*** Check ars_dataparallel.py for a working unique implementation of Augmented Random Search (ARS), which auto-scales accross several GPU(s), on a toy linear regression problem. The rest of the codes in this repository, incl. some evolutionary attempts over ARS, are currently highly experimental ***
This repository contains a work which is inspired by the paper "Simple random search provides a competitive approach to reinforcement learning" (https://arxiv.org/abs/1803.07055) where they developed a competitive alternative to the gradient-based methods for training deep neural policies in reinforcement-learning (RL).
Such randomized approaches are often able to avoid local minima(s) and better approximate the global minima especially when the resources are not limited (whilst authors have been even able to find optimial policies significantly faster than the state-of-the-art methods in RL using Augmented Random Search).
random_search.py contains a simplified version the algorithm that is presented in the paper. The reason of simplification was to reduce the memory usage that is required by the original one.

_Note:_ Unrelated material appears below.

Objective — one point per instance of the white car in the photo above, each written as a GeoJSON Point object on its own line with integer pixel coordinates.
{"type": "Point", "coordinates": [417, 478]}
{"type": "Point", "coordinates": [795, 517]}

ars_multiprocess.py is a version that utilizes multiprocesses to make asynchronous updates on a shared model using the random search technique. This is inspired a bit from A2C and A3C methods.
threaded_ars.py contains a multi-threaded implementation where the models are trained. I have been able to easily train 64 models in-parallel. However, there were some speed issues. The aim of this version was to experiment with evolutionary strategies (described below) on top of augmented random search.
ars_dataparallel.py is the closest implementation that I have done to the original augmented random search method as multiple (eight) directions are sampled for a single model. As opposed to others, my implementation distributes a single model that contains multiple directions in its different branches to perform the direction sampling in parallel rather than sequential. The best branch is cloned to other branches after each update.
My objective is integrating a genetic algorithm on top of the parallelized model training. An early version of this where worse 50% of the population is killed in each epoch is already implemented.
Clones of the so far best model are being trained instead of the members of the population that have been terminated in each epoch. The source of inspirations for the genetic part of this are:
- Tabu-Search (https://en.wikipedia.org/wiki/Tabu_search)
Similar to Tabu-search, many models are trained in parallel by testing random mutations on each of them and then the best performing model is copied over the worse-performing members of the population. Tabu-search also discourages agents from coming back to previously visited solutions. I am rather planning to encourage agents to move away from the current best solution of the population in order to encourage exploration in a resource efficient way.
- Simulated Annealing (https://en.wikipedia.org/wiki/Simulated_annealing)
Similar to Simulated Annealing, solutions improving the loss of a mini-batch are accepted by default in the local search and the worsening solutions are accepted with an adaptive probability based on the difference in the current and worsening losses of the mini-batch (which can also have a difficulty that is increasing over epochs).
- Particle Swarm Optimization (https://en.wikipedia.org/wiki/Particle_swarm_optimization)
Also, the initial experiments are being done in a supervised-learning setting rather than RL. There is also an importance sampling mechanism available for selecting batches at each epoch similar to:
- Prioritized Experience Replay (https://arxiv.org/abs/1511.05952)
Experimental Ideas:
- Apply Deep Compression techniques from Han. et. al. to reduce the parameter space for random search during the training. What about using ARS for post-training a model that is pre-trained with gradient descent?